Storm St Jude sees Royston hit by winds of 39mph

PUBLISHED: 07:53 30 October 2013 | UPDATED: 07:53 30 October 2013

Stormy sky

Stormy sky

Archant

Royston escaped the worst effects of Storm St Jude, but the strong winds which buffeted the country on Monday still caused chaos for commuters.

Winds of up to 100mph were recorded as the storm swept across the south west of England on Sunday night. But by the time it reached Hertfordshire on Monday morning the gusts had died down somewhat.

Richard Dajda, who runs a weather station in Royston, said: “On Monday we saw the strongest winds we’ve seen so far in 2013, I measured a gust of 39mph. But it was nowhere near the 90mph they had in the southwest, or the highest I’ve recorded since I started the weather station in 2010, which is 43mph.

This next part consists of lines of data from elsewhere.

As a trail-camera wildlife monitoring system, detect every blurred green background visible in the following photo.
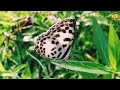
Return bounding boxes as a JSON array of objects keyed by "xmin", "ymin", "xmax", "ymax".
[{"xmin": 0, "ymin": 11, "xmax": 120, "ymax": 79}]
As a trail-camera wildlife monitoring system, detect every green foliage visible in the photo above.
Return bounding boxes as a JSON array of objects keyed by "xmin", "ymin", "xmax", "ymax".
[{"xmin": 0, "ymin": 11, "xmax": 120, "ymax": 79}]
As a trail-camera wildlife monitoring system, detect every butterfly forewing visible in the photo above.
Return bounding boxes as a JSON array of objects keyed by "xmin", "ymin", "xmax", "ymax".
[{"xmin": 35, "ymin": 19, "xmax": 76, "ymax": 59}]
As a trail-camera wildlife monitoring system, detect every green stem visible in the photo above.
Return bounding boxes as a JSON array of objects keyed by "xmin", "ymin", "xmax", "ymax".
[{"xmin": 26, "ymin": 51, "xmax": 49, "ymax": 78}]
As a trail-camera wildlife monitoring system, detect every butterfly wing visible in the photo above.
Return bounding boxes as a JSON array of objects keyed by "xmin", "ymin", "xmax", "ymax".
[{"xmin": 36, "ymin": 19, "xmax": 76, "ymax": 59}]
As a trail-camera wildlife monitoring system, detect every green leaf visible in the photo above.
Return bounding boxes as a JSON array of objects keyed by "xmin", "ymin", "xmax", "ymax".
[
  {"xmin": 51, "ymin": 60, "xmax": 110, "ymax": 74},
  {"xmin": 14, "ymin": 64, "xmax": 26, "ymax": 73},
  {"xmin": 22, "ymin": 64, "xmax": 31, "ymax": 79},
  {"xmin": 116, "ymin": 40, "xmax": 120, "ymax": 71},
  {"xmin": 92, "ymin": 18, "xmax": 109, "ymax": 65},
  {"xmin": 108, "ymin": 23, "xmax": 120, "ymax": 71},
  {"xmin": 0, "ymin": 62, "xmax": 6, "ymax": 72}
]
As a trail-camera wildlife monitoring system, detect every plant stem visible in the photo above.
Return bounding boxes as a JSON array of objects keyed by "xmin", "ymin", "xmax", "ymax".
[{"xmin": 26, "ymin": 51, "xmax": 49, "ymax": 78}]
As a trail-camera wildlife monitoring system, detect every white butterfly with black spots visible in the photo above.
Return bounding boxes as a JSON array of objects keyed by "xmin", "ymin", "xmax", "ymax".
[{"xmin": 35, "ymin": 18, "xmax": 76, "ymax": 59}]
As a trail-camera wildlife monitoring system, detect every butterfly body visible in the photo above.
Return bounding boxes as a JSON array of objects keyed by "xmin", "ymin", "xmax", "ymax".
[{"xmin": 35, "ymin": 19, "xmax": 76, "ymax": 59}]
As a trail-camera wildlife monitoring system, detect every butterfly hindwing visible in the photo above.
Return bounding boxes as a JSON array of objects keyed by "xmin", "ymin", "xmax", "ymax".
[{"xmin": 35, "ymin": 19, "xmax": 75, "ymax": 59}]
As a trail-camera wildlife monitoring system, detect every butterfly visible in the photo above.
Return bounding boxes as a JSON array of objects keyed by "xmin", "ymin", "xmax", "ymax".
[{"xmin": 35, "ymin": 18, "xmax": 76, "ymax": 59}]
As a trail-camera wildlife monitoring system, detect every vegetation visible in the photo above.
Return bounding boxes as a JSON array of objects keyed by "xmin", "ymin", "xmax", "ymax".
[{"xmin": 0, "ymin": 11, "xmax": 120, "ymax": 79}]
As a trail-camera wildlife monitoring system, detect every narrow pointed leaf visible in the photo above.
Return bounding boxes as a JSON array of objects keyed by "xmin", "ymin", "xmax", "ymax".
[
  {"xmin": 108, "ymin": 24, "xmax": 119, "ymax": 70},
  {"xmin": 92, "ymin": 18, "xmax": 109, "ymax": 65},
  {"xmin": 51, "ymin": 60, "xmax": 110, "ymax": 74}
]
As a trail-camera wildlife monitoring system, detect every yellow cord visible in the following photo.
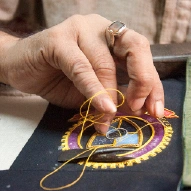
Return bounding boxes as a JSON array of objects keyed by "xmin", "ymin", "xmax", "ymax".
[{"xmin": 40, "ymin": 88, "xmax": 160, "ymax": 190}]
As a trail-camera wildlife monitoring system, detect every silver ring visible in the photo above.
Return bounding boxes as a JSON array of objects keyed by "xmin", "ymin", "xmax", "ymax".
[{"xmin": 105, "ymin": 21, "xmax": 127, "ymax": 49}]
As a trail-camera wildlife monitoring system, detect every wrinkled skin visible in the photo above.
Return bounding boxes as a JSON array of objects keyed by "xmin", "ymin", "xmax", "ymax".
[{"xmin": 0, "ymin": 15, "xmax": 164, "ymax": 133}]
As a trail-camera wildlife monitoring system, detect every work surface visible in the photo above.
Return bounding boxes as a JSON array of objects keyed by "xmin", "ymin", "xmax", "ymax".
[{"xmin": 0, "ymin": 79, "xmax": 185, "ymax": 191}]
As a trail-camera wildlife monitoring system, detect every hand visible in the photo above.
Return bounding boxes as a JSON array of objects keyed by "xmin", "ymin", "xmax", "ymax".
[{"xmin": 0, "ymin": 15, "xmax": 164, "ymax": 133}]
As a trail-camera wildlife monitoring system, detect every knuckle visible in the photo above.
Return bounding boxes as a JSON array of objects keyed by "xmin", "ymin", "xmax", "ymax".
[
  {"xmin": 70, "ymin": 58, "xmax": 92, "ymax": 80},
  {"xmin": 127, "ymin": 30, "xmax": 150, "ymax": 48},
  {"xmin": 93, "ymin": 54, "xmax": 116, "ymax": 75},
  {"xmin": 137, "ymin": 73, "xmax": 154, "ymax": 86}
]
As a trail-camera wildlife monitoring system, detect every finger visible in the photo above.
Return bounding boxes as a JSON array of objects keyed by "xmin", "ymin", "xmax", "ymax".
[
  {"xmin": 114, "ymin": 30, "xmax": 164, "ymax": 115},
  {"xmin": 50, "ymin": 38, "xmax": 116, "ymax": 113},
  {"xmin": 145, "ymin": 73, "xmax": 164, "ymax": 118}
]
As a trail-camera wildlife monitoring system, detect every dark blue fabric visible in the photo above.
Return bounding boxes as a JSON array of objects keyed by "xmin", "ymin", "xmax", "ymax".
[{"xmin": 0, "ymin": 79, "xmax": 185, "ymax": 191}]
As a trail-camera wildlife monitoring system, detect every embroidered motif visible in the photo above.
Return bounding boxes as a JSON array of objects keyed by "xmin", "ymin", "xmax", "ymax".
[{"xmin": 61, "ymin": 109, "xmax": 178, "ymax": 169}]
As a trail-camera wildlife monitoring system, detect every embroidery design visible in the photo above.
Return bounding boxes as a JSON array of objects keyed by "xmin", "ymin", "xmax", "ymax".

“I think we just go the edge of the storm. It was probably more blustery out in the country, but in the town where I am it seemed to have blown itself out by 8.40am.”

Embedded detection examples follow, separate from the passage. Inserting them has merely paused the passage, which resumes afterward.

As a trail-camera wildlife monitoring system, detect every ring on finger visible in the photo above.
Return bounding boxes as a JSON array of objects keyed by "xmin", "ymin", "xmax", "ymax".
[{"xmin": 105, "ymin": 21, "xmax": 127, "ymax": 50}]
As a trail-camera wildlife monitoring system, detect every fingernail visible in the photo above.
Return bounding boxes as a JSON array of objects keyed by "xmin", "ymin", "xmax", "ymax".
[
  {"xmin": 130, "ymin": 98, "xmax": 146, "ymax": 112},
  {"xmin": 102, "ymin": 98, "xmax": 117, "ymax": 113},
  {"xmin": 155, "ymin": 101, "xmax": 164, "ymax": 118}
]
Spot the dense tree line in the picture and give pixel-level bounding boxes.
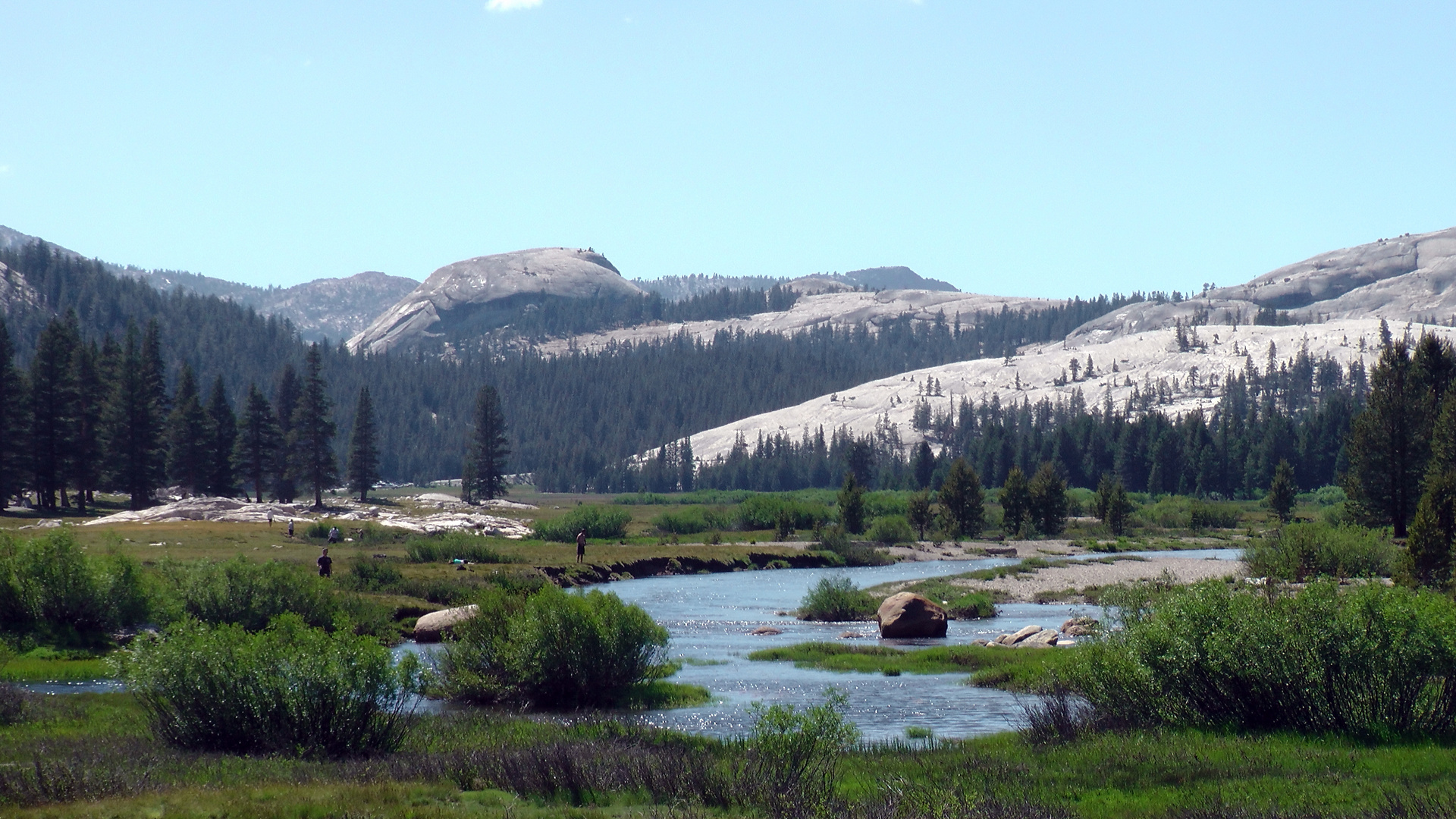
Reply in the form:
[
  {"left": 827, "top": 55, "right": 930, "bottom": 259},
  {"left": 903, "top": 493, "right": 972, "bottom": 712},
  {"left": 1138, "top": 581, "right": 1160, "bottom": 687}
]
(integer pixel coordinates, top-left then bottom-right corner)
[
  {"left": 0, "top": 312, "right": 377, "bottom": 513},
  {"left": 687, "top": 340, "right": 1368, "bottom": 506},
  {"left": 0, "top": 236, "right": 1160, "bottom": 495}
]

The A505 between Royston and the turning New Road, Melbourn, was closed in both directions for three hours after a car collided with a fallen tree near the junction with Newmarket Road, Royston.

Police say two people suffered serious, but not life-threatening, injuries in the accident, which happened at about 7.30am on Monday. The incident caused queues all the way back to the M11 junction near Duxford airfield.

A fallen tree on the A10 near the Queen’s Head in Harston is caused delays for drivers heading between Royston and Cambridge, while at Foxton a car crashed into the forecourt of Reed Autos, damaging two of the vehicles on display. No-one was injured.

Train operator First Capital Connect (FCC) ran no trains on Monday due to the line being blocked or damaged in several places between Cambridge and London King’s Cross. Services returned to normal on Tuesday.

An FCC spokesman said: “All necessary repairs have now been made on all lines of the Great Northern route and they have been handed back to us by Network Rail. We would like to thank our passengers for their patience.”

Mr Dajda’s weather data can be viewed online at www.dajda.net.